POLITICAL PROGRESS IN IRAQ….Marc Lynch reports that the latest withdrawal of the Sunni al-Tawafuq bloc from the Maliki government in Iraq is probably for real this time. After explaining what this means on a practical level (namely that the political process isn’t merely stalled, but actively deteriorating), he concludes:

Nobody who follows Iraq really needs the recitation of failed political benchmarks, I suppose, but it’s worth stating it bluntly: The Bush administration argued that its new strategy should be judged by the political process, not at the military level, and by its own standards it has clearly failed. Switching the focus back to tactical military developments may allow administration defenders to put forward signs of ‘progress’ — however ephemeral, dubious, or beside the point — but serious people shouldn’t join in this shell game.
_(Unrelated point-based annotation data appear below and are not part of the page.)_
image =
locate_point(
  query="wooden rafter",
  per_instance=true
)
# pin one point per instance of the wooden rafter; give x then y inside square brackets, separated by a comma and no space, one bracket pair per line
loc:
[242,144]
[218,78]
The administration and its supporters sold the surge on the premise that it would pay its dividends at the level of national Iraqi politics. It hasn’t. The Sunnis have left the government, none of the political benchmarks have been met, and they won’t be since the Parliament has adjourned until September. No honest report from Ambassador Crocker — who is an honest man and a very good diplomat — will be able to portray any progress, or prospects for progress, on the national political front.

But will Crocker be willing to deliver an honest report? And if he is, will the Bush administration let him? We’ll see.